IPCC Working Group 1 (WG1) produced the evidence that human-created CO2 was causing global warming. That finding became the premise for Working Group 2 (WG2), which examined the negative impact, and Working Group 3 (WG3), which proposed mitigation policies and actions to stop the warming. The IPCC did not follow the mandatory scientific method of allowing for the null hypothesis; namely, what to do if evidence shows CO2 is not causing warming.

As MIT professor emeritus of atmospheric meteorology Richard Lindzen said, they reached a consensus before the research even began. The consensus “proved” the hypothesis was correct, regardless of the evidence. To reinforce the point, the UK government hired Lord Nicholas Stern, a British economist, to produce an economic review of the impact of warming. Instead of doing a normal cost/benefit analysis as any non-political economist would do, he produced what became known as the 2006 Stern Review -- which only examined the cost.

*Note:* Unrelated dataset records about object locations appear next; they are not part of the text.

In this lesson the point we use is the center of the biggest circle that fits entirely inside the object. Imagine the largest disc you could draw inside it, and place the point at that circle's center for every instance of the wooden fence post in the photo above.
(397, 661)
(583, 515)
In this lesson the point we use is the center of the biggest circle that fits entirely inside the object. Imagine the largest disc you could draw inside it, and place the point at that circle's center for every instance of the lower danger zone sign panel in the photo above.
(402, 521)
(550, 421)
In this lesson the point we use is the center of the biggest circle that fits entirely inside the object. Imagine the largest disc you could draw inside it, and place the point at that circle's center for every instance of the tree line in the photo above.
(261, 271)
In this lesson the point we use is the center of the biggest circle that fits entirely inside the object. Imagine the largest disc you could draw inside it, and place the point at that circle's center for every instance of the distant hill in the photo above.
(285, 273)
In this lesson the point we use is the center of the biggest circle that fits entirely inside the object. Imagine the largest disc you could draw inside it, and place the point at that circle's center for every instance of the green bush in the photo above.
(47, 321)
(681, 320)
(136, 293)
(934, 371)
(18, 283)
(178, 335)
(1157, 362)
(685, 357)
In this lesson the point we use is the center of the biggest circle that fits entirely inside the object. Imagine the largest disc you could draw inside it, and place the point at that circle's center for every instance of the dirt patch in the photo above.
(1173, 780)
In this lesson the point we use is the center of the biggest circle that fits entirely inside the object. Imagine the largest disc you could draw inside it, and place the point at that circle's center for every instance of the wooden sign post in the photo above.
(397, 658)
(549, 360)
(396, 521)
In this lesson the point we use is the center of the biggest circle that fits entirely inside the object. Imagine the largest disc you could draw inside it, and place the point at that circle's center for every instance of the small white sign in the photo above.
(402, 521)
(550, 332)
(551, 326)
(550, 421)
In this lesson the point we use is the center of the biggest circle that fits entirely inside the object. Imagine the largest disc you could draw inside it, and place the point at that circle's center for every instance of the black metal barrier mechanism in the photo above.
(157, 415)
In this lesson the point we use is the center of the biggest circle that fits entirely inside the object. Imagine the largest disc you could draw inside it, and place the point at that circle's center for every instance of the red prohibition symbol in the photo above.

If Stern and the IPCC did a proper study, they would find that the impact of cooling is much more deleterious to all life on Earth, especially humans. Anthropologists tell us two great advances in human evolution gave us more control of the cold. Fire and clothing both created microclimates that allowed us to live in regions normally inaccessible. Consider the city of Winnipeg, with three technological umbilical cords: the electricity from the north, the gas from the west, and the water pipeline from the east. Three grenades set off at 2:00 a.m. on a January morning with temperatures of -30°C would render the city frozen solid within hours.

Between 1940 and 1980, global temperatures went down. The consensus by 1970 was that global cooling was underway and would continue. Lowell Ponte’s 1976 book The Cooling typified the alarmism:

It is cold fact: the global cooling presents humankind with the most important social, political, and adaptive challenge we have had to deal with for ten thousand years. Your stake in the decisions we make concerning it is of ultimate importance; the survival of ourselves, our children, our species.

Change the seventh word to warming, and it is the same threat heard today. The big difference is that cooling is a much greater threat. To support that claim, the CIA produced at least two reports examining the social and political unrest aggravated mainly by crop failure due to cooling conditions. The World Meteorological Organization also did several studies on the historical impact of cooling on selected agricultural regions, and projected further global cooling.

The sad part about all this is that there was a strategy that governments could, and should, have adopted. It is called game theory, and it allows you to make the best decision in uncertain circumstances. It requires accurate information and the exclusion of a biased political agenda. The first accurate information is that cold is a greater threat and a more difficult adaptation than to warming. After all, if you prepare for warming, as most governments are now doing, and it cools, the problems are made ten times worse. However, if you prepare for cold and it warms, the adjustment is much easier.

The current cold weather across much of the world should prompt us to re-examine climate realities -- not the false, deceptive, and biased views created and promoted by deep state bureaucrats through their respective governments.

Dr. Tim Ball is an environmental consultant and former climatology professor at the University of Winnipeg in Manitoba. Tom Harris is executive director of the Canada-based International Climate Science Coalition. This article was first published HERE.

1 comment:

Peter D said...

Why is it that I have heard very little of any research being done concerning the effect of the sunspot cycle (and other indicators of solar activity) on planet earth's climate.
Surely with all of the data collected from satellites, space probes and solar telescopes it should be much easier now to examine this main "forcer" of climate change.